Orijinal-kopya, sahte-gerçek meselesi filmde yalnızca sanatsal ve tarihî eserler üzerinden anlatılmaz. Kendimizi birden romantik bir ilişki bağlamında, hakikat ile kurmacanın, orijinal ile kopyanın, taklit ile aslın birbirine karıştığı bir hikâyenin içinde buluruz.
Orijinallik, bir yönüyle “birey”le ilgilidir, biricik olmaya yapılan bir vurgudur. Karşısında da kolektiflik ve anonimlik bulunur. Orhan Pamuk da Benim Adım Kırmızı’da resim ve minyatür üzerinden Doğu ve Batı’yı karşılaştırırken bu meseleyi tartışır.
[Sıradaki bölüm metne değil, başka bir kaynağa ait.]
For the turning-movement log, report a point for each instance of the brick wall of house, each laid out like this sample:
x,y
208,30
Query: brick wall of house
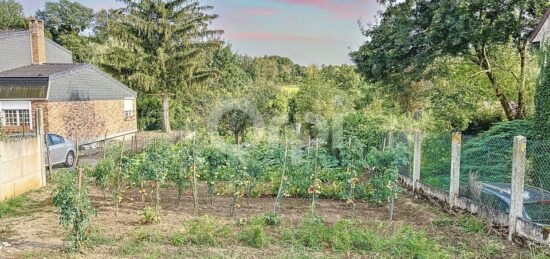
x,y
86,120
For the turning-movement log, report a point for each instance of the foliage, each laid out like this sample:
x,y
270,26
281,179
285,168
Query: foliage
x,y
542,118
489,154
469,29
103,172
149,215
11,206
71,197
386,165
159,47
216,161
11,15
206,231
65,17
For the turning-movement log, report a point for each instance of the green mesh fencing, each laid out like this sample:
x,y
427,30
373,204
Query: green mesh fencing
x,y
486,160
537,181
435,167
537,173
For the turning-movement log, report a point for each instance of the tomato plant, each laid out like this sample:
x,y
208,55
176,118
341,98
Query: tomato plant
x,y
76,211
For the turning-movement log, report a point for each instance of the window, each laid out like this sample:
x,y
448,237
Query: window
x,y
55,139
128,108
17,118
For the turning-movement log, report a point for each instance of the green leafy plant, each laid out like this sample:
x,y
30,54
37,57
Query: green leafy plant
x,y
102,173
206,231
215,161
149,215
386,165
76,211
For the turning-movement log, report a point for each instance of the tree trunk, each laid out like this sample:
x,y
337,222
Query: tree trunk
x,y
165,113
486,67
521,84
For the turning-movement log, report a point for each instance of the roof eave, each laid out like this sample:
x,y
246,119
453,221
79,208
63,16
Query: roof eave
x,y
539,26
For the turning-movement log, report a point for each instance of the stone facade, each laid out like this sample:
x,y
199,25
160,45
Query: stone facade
x,y
86,120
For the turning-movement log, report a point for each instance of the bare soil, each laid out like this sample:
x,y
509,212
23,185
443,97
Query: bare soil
x,y
36,231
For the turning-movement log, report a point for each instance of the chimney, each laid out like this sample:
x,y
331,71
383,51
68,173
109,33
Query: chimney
x,y
38,41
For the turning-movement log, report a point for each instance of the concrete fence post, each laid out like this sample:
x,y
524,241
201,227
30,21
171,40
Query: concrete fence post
x,y
518,181
40,132
416,158
455,168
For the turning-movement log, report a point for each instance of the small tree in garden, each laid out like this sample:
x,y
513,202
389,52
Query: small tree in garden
x,y
386,165
284,177
238,178
352,158
178,172
254,170
315,187
76,211
156,167
190,161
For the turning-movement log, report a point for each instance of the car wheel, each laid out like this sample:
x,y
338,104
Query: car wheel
x,y
69,161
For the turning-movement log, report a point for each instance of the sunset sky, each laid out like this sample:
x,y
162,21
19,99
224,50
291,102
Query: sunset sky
x,y
307,31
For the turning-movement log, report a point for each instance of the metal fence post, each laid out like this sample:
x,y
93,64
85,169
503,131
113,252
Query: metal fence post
x,y
40,134
518,181
455,168
416,159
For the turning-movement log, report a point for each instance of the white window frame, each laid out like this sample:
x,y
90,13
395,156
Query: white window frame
x,y
16,105
129,107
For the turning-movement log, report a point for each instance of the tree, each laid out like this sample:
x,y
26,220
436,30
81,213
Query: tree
x,y
159,47
65,17
11,15
413,33
542,99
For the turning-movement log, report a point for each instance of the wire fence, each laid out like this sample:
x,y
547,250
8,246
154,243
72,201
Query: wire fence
x,y
538,164
436,160
484,160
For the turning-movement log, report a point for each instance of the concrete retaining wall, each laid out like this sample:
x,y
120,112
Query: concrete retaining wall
x,y
524,229
21,167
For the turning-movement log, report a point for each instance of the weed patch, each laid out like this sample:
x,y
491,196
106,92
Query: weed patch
x,y
12,206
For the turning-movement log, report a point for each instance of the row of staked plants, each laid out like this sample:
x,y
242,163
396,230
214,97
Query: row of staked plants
x,y
289,168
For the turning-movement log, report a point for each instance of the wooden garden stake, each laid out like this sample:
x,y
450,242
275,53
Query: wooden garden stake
x,y
281,186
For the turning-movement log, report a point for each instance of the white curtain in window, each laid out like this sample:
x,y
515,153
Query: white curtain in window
x,y
128,105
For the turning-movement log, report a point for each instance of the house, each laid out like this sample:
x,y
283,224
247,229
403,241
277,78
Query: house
x,y
78,100
542,31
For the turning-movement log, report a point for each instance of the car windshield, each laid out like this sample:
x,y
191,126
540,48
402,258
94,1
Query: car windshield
x,y
538,211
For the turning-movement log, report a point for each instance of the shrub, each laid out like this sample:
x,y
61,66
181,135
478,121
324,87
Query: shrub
x,y
386,166
271,219
12,205
71,197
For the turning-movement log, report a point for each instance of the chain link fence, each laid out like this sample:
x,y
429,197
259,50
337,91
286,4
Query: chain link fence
x,y
484,160
436,160
537,181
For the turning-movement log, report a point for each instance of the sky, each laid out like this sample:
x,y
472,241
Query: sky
x,y
307,31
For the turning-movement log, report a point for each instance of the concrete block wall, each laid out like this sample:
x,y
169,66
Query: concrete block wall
x,y
21,167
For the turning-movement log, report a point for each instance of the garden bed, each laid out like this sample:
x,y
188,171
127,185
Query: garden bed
x,y
419,229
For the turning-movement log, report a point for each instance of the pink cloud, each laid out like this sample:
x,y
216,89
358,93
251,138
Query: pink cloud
x,y
258,11
274,36
340,9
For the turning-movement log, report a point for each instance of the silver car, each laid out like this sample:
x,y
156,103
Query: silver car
x,y
62,150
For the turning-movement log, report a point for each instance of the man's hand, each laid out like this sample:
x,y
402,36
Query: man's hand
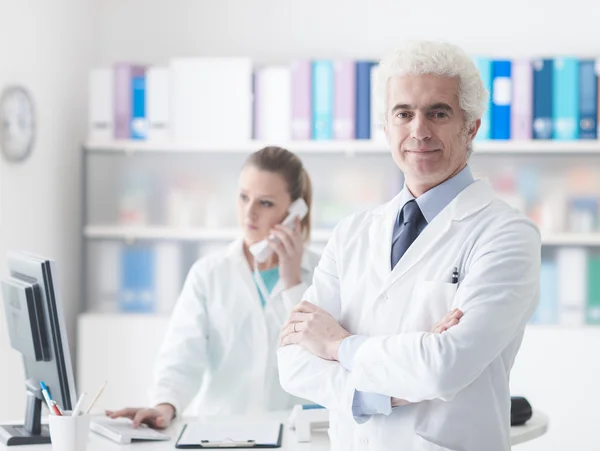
x,y
449,320
314,329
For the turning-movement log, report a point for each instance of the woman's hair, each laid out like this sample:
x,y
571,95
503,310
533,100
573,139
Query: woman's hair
x,y
289,166
436,58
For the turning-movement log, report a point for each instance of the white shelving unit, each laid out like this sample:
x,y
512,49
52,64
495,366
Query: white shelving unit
x,y
358,146
174,233
319,235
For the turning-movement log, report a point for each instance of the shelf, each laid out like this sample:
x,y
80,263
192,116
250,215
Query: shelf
x,y
176,234
318,235
345,147
571,239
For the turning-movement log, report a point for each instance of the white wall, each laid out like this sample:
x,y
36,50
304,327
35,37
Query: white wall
x,y
47,47
277,30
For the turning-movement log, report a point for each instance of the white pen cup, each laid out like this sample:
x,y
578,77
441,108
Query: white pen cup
x,y
69,433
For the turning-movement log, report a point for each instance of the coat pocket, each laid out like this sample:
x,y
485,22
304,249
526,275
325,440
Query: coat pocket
x,y
429,302
422,444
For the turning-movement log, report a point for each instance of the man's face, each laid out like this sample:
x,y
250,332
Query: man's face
x,y
426,129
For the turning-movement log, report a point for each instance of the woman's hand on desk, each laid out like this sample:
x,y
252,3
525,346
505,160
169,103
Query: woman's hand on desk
x,y
158,417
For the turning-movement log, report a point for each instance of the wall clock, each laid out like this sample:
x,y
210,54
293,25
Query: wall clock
x,y
17,123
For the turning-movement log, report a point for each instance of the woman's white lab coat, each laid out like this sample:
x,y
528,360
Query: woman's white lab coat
x,y
221,343
457,382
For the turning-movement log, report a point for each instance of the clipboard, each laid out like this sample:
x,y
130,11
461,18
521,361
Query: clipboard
x,y
226,435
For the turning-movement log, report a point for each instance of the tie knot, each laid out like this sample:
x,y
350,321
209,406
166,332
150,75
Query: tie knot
x,y
411,212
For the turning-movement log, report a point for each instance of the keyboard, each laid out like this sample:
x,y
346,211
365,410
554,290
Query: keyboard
x,y
120,430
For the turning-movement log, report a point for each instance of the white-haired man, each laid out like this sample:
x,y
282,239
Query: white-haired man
x,y
362,343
Bu noktada edebiyat eleştirmeni Roland Barthes’ın, kudretli “yazar”ı kurmaca metinlerin merkezinden kaldırıp atması gelir akla. Zira ona göre metni oluşturan kişinin yaptığı şey, parçaları toplumdan bilinçli ya da bilinçsiz olarak alıp düzenlemekten ibarettir. Dolayısı ile orijinal diye bir şey zaten yoktur. Her şey birbirinin kopyasıdır.
Hikâyeye sahip olmak
Peki o halde bir eseri manen ya da maddeten değerli kılan nedir? Hakikî, özgün, biricik olması mı? Öyleyse Orijinal Kopya isimli resim, neden hâlâ müzededir? Neden Elle ile Miller’ın “oyun”u, gerçeğinden bile güzeldir? Bu soruların cevabı olsa olsa “bir hikâyeye sahip olmak” olabilir. Bir şeyi değerli kılan taşıdığı hikâyedir. Herhangi bir müzede bir taş parçasını, birkaç adım sonra sergilenen altın bir kap kadar değerli kılan da budur. Orijinal Kopya da anlatılmaya değer bir hikâyesi olduğu için oradadır. Hem bir eser, bir diğerinden kopyalansa ne çıkar? Şeyh Gâlib, “Çaldımsa da mîrî malı çaldım” diyeli 200 seneyi geçti.